Нетрудно заметить, что это определение, как и большинство определений, данных участниками рассмотренных выше круглых столов, носит ярко выраженный идеалистический характер. Описанный в них идеал творческого человека практически не достижим для простого смертного, так как вступает в противоречие с реалиями жизни. Человек же, как существо социальное, в подавляющем большинстве случаев пренебречь ими не может. Поэтому получается, что настоящий интеллигент – это практически аналог церковного Святого в светской жизни. 

Возникает вопрос. Если устойчивой социальной группы интеллигенции нет, а существуют только отдельные идеальные интеллигенты, то как определить, достаточно ли тот или иной представитель интеллектного слоя «благоговеет перед Культурой и Природой и руководствуется чувствами совести и стыда»? Получается, что интеллигент – это своего рода почетное звание, которое кто-то должен присвоить. Канонизацией Святых занимается Церковь. Процесс этот долгий и сложный. Условием святости является обретение мощей, подтверждение их нетленности и фиксация исходящих от них чудес. Процедура же канонизации Интеллигентов до сих пор не определена. Неясно также и кто должен этим заниматься. Была надежда, что этим займется специальная комиссия Конгресса Русской интеллигенции. Но Конгресс благополучно умер, а вместе с ним умерла и надежда.

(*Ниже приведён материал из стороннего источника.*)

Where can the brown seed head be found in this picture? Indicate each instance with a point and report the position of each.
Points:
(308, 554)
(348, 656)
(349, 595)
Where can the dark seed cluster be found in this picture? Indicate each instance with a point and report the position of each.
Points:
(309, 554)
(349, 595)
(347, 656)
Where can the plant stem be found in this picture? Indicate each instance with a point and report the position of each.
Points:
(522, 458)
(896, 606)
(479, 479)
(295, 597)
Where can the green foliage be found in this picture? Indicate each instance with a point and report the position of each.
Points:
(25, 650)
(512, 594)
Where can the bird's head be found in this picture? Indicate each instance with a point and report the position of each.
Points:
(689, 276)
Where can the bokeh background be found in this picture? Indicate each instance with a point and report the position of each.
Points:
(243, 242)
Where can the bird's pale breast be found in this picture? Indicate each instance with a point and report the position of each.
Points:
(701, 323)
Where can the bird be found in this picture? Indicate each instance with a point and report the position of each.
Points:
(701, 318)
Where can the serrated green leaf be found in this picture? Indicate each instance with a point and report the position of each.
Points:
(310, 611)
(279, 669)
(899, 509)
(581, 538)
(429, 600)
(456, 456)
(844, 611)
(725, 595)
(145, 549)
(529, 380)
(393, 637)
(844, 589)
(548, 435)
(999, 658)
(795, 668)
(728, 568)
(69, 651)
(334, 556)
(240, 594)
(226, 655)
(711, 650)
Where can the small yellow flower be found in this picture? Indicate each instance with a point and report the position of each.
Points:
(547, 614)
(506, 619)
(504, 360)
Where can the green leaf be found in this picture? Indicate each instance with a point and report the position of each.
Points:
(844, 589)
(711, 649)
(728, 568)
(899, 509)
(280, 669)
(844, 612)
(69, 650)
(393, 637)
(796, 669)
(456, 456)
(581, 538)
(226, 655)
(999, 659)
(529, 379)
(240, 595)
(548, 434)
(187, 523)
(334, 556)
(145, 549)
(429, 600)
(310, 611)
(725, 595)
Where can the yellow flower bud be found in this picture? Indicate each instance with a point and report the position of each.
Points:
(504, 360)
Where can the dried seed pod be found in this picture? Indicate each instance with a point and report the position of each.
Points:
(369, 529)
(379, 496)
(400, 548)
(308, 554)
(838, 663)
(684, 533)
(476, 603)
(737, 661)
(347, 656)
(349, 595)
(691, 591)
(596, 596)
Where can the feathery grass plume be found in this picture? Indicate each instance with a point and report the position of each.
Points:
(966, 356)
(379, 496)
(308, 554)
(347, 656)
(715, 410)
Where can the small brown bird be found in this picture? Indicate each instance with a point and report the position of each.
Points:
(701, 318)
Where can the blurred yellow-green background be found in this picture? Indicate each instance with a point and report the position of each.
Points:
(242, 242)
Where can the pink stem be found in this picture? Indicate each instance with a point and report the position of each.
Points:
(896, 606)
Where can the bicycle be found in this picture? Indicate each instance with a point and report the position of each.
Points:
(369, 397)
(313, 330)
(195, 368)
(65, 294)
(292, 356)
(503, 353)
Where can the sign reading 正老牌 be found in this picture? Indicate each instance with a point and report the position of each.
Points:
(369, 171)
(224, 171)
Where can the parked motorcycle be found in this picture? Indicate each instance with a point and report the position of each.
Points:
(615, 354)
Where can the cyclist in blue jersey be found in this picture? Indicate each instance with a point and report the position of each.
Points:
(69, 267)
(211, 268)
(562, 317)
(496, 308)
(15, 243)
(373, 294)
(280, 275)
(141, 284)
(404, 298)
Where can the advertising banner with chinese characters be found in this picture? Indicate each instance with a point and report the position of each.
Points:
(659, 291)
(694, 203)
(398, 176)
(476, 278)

Могут сказать: «Ну что ты пристал со своей канонизацией? Каждый истинный интеллигент носит интеллигентность в своем сердце и ни в какой идентификации не нуждается».  Но на самом деле вопрос этот далеко не праздный. Возможность идентификации интеллигентов напрямую связана с возможностью выполнения ими важнейших функций, возложенных на них Историей (или отдельными историками?), что и показано в следующей главе.

Как мы видим, представление об интеллигенции чрезвычайно запутаны. Попробуем все же с этим разобраться. Но вначале необходимо развенчать миф о древности, наднациональности и надконфессиональности интеллигенции.

 



[1] Соколов А.В. Поколения русской интеллигенции.  СПб.: Изд-во С59   СПбГУП, 2009. — 672 с. — (Новое в гуманитарных нау­ках; Вып. 41).

 

[2] Здесь перечисляются типы интеллектуалов и полуинтеллектуалов по классификации Соколова.